En troisième lieu, à supposer que la lettre de l’Etat du 25 septembre 2001 signifie qu’il entend opposer le forfait à pension, les exposants soutiennent qu’en tant qu’il serait opposable à des personnes qui n’avaient pas de lien volontaire avec le service, le forfait à pension est contraire tant à l’article 1er du protocole additionnel à la convention européenne des droits de l’Homme qu’à l’article 6 de la convention européenne des droits de l’Homme. En effet, si l’on peut concevoir que des fonctionnaires travaillant volontairement pour l’Etat renoncent à une indemnisation intégrale en contrepartie d’une indemnisation certaine, un tel mécanisme viole le droit au respect de ses biens tout comme le droit au procès équitable quand il est opposé à une personne qui n’a jamais accepté la situation génératrice du dommage régi par le forfait à pension.

Sur le préjudice

Le préjudice des exposants est évident. Outre la privation de liberté, les conditions effroyables de transport et de détention, chaque membre de la famille a vécu dans la crainte permanente de la déportation, avec le spectacle des départs en déportation, la vision effroyable des gardes mobiles de l’Etat français pointant leurs mousquetons sur des petits enfants raflés puis déportés le 31 juillet 1944. Toutes les personnes souffrent de troubles psychiques graves et les personnes vivant encore en souffriront jusqu’à leur décès.

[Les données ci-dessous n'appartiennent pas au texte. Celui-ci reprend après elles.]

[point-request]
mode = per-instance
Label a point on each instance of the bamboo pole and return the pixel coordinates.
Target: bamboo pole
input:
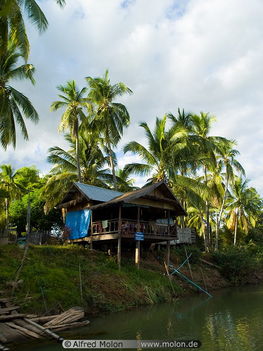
(138, 243)
(91, 230)
(45, 330)
(80, 285)
(119, 239)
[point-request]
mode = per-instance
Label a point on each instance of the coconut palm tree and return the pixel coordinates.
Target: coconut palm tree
(10, 189)
(244, 207)
(73, 101)
(164, 158)
(93, 167)
(124, 181)
(208, 146)
(111, 117)
(157, 154)
(12, 23)
(14, 106)
(229, 165)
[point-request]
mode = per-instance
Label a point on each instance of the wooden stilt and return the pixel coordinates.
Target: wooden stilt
(91, 230)
(168, 253)
(138, 243)
(137, 253)
(119, 240)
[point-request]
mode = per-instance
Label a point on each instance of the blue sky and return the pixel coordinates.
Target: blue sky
(198, 55)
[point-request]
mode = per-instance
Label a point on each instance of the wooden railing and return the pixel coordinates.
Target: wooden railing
(129, 227)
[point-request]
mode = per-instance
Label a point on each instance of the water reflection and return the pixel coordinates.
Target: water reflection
(230, 321)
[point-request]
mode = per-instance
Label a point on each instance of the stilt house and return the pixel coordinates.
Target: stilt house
(101, 216)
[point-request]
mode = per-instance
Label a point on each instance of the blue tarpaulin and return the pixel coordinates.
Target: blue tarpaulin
(77, 223)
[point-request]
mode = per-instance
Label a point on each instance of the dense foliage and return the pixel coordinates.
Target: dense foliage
(202, 169)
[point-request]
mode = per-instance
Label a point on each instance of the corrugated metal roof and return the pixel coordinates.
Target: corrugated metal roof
(132, 195)
(96, 193)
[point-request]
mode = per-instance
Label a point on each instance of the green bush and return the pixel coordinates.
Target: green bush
(236, 263)
(180, 253)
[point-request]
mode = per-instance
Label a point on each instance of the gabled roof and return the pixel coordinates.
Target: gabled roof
(145, 191)
(92, 192)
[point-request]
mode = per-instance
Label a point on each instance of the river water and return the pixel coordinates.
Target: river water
(232, 320)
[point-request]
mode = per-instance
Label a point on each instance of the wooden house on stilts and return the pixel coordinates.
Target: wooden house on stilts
(138, 218)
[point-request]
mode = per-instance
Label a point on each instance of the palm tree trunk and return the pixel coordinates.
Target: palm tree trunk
(7, 214)
(112, 166)
(235, 231)
(207, 232)
(77, 153)
(220, 215)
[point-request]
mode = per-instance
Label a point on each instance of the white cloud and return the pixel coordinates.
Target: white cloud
(197, 54)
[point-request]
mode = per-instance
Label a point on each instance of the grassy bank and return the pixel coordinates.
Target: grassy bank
(56, 278)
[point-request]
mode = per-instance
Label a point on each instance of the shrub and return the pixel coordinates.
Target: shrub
(236, 264)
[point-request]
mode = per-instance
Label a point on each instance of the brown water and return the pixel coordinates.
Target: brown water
(230, 321)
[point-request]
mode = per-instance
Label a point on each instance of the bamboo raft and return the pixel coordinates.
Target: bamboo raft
(16, 326)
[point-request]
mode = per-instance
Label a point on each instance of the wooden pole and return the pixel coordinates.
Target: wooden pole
(189, 265)
(91, 230)
(138, 243)
(168, 253)
(119, 240)
(28, 218)
(168, 229)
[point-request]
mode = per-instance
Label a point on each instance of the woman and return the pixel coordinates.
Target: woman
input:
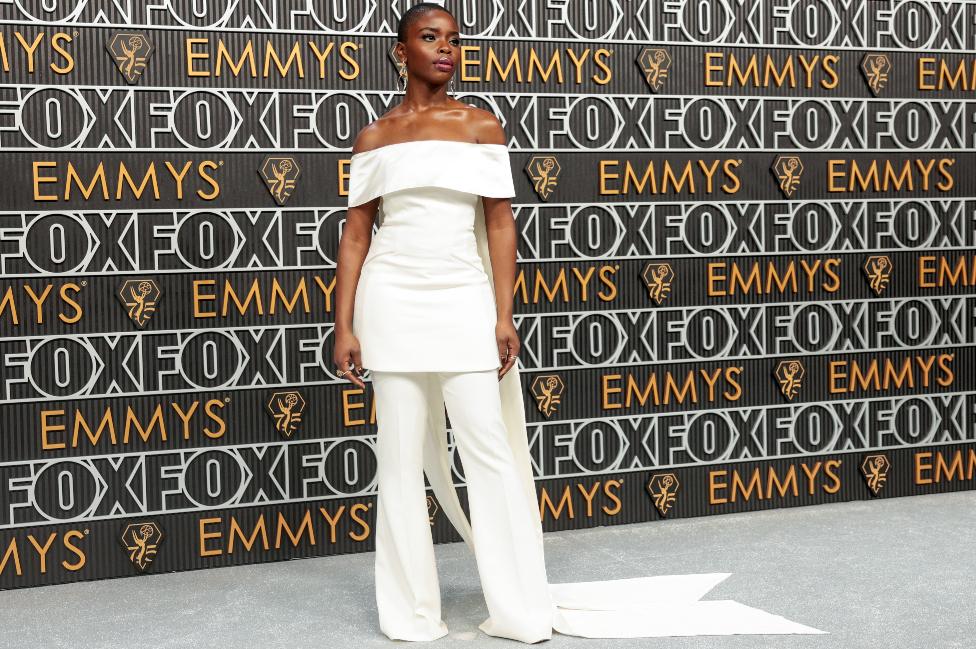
(426, 306)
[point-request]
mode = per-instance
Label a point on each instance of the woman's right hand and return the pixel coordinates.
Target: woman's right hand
(346, 357)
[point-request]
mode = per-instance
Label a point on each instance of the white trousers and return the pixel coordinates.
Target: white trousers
(504, 525)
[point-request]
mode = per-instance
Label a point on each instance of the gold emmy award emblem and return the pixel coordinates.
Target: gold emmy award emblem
(658, 278)
(655, 63)
(790, 377)
(548, 391)
(878, 270)
(141, 542)
(140, 297)
(787, 169)
(875, 469)
(877, 70)
(663, 488)
(281, 175)
(131, 52)
(544, 172)
(286, 408)
(431, 509)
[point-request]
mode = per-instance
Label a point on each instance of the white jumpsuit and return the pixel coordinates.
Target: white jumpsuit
(425, 320)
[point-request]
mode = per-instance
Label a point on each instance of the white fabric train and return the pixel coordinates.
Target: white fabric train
(664, 605)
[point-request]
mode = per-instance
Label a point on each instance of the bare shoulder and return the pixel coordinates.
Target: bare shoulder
(373, 135)
(486, 126)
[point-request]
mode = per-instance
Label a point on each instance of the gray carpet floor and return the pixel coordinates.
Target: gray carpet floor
(888, 573)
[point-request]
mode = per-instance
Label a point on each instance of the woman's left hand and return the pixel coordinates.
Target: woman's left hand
(508, 345)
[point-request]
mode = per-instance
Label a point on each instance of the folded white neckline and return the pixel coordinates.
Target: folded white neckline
(387, 146)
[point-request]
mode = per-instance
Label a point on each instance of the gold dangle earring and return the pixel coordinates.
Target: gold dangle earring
(402, 75)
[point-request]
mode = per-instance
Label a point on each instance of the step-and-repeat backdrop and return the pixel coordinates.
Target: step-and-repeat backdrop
(747, 252)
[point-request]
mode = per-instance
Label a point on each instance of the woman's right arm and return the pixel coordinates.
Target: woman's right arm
(354, 241)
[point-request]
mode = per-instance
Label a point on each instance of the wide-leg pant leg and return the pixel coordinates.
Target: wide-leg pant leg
(408, 596)
(504, 523)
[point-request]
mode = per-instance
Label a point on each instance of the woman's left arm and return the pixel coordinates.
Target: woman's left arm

Les exposants demandent 50000 euros chacun pour leur propre préjudice, et 50000 euros par personne dont ils ont reçu le patrimoine, soit respectivement 250 000 euros et 150 000 euros.

Sur la solidarité

En l’espèce, il est complètement impossible de diviser le préjudice en tant qu’il serait imputable à l’Etat ou à la SNCF. Il s’agit de fautes communes inséparables qui génèrent un préjudice indivisible. La situation est en tous points comparable aux cas de responsabilité in solidum sur le fondement délictuel admis par la jurisprudence du conseil d’Etat, notamment à propos de l’affaire du SIDA.

Sur les preuves

S’agissant des preuves, les demandeurs possèdent outre la carte d’interné politique, des copies de documents, (dont les originaux se trouvent au centre de documentation juive de Paris : CDJC) notamment la liste des personnes transférées Toulouse à Drancy que la Gestapo avait oublié à la prison de Toulouse, et la liste des personnes arrivées à Drancy.

Conclusions

Par tous ces moyens et tous autres à produire, déduire, ou suppléer, au besoin même d’office, il est conclu :
- à la condamnation in solidum de l’Etat et de la SNCF à payer 150 000 euros à Monsieur Georges LIPIETZ
- à la condamnation in solidum de l’Etat et de la SNCF à payer 250 000 euros à Monsieur Guidéon S.

Pour ACACCIA., l’un deux

 Productions

Décision attaquée

A Demande préalable à la préfecture de Haute-Garonne (6 septembre 2001)
B Demande préalable à la SNCF de Haute-Garonne (6 septembre 2001)
C Refus de l’Etat par le ministère de la défense du 1er octobre 2001
D Refus de la SNCF du 5 octobre 2001

Autres productions

_1 Pièces de Monsieur Guidéon S.
2 Pièces de Monsieur Georges LIPIETZ
3 Pièces de Madame Stéphanie S.
4 Pièces de Jacques S. (le second mari de sa mère)
5 Liste établie par la GESTAPO de Toulouse
6 Copie de la liste à l’arrive au camp de Drany (liste du 11 mai 1944)
7 Dossier de presse.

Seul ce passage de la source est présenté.